Diversity and Accommodation

Essays on the Cultural Composition of the Virginia Frontier

  • Author(s): Puglisi, Michael J.
  • Series:
  • Imprint: Univ Tennessee Press
  • Publication Date: 1997-06-16
  • Status: Active
  • Available in Hardcover - Cloth: Price $46.00 | Buy Now

“An exciting new book that reveals both the diversity of Virginia’s Appalachian culture and that of the scholars working on it.”
—Daniel B. Thorp, Virginia Polytechnic Institute and State University

Focusing on the early Virginia frontier, the essays in Diversity and Accommodation stress the importance of cultural pluralism in backcountry society and the need to replace stereotypical images with realistic conclusions based on a detailed case-study approach.

The contributors to this collection argue that traditional views—of ethnic and cultural isolation, of German clannishness and Scots-Irish individualism—contain a kernel of truth but are far too restrictive and simplistic. While acknowledging that distinct ethnic and cultural groups did exist on the Virginia frontier and that their effect on the development and heritage of the region was significant, these scholars show that accommodation, adaptation, exchange, and coexistence among such groups played a more important part in the cultural dynamics of the area than previous studies have indicated.

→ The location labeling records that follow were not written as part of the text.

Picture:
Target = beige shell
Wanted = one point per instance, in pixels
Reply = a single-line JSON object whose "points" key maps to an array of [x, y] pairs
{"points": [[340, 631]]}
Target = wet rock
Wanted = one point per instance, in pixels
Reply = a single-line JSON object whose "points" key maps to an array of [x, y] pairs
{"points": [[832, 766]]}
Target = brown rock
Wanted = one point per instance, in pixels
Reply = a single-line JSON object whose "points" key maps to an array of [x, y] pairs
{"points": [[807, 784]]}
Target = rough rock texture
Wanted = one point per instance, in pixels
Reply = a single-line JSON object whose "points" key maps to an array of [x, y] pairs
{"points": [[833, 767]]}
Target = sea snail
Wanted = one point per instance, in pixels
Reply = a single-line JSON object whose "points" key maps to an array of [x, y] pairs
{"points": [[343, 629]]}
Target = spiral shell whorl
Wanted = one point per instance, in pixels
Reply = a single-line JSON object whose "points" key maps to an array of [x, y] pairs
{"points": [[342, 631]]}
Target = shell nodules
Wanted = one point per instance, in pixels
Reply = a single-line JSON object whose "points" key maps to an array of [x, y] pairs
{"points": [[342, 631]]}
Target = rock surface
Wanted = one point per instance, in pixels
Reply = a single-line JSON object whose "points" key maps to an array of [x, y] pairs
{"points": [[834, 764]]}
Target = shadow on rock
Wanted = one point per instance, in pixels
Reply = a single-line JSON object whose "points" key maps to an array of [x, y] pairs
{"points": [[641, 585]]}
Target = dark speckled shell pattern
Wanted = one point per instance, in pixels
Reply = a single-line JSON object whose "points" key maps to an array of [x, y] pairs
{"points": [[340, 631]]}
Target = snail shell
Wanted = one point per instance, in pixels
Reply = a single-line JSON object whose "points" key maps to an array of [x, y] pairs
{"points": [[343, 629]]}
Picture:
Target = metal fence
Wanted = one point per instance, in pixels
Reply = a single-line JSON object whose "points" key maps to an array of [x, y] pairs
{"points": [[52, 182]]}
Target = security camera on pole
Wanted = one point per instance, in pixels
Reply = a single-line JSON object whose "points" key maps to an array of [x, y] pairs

Drawing on the methods and findings of various disciplines—including social history, archaeology, ethnic studies, and material culture studies—the essays encompass key aspects and phases of the Virginia frontier experience. Among the topics covered are the earliest trade relationships between English Virginians and the Native American societies, the impact of immigrants from Ulster and the Rhineland, the African American presence and the nature of slavery in the region, and the development of community ties in southwest Virginia. The final section examines the ways in which backcountry architecture reflected both the early settlers’ backgrounds as well as their adaptations to their new environment.

With their fresh insights and innovative analysis, the essays in Diversity and Accommodation make an important contribution to the growing body of scholarship on the role of the frontier and backcountry regions in American history.

The Editor: Michael J. Puglisi is associate dean of academic affairs at Marian College in Wisconsin and the author of Puritans Besieged: The Legacies of King Phillip’s War in the Massachusetts Bay Colony.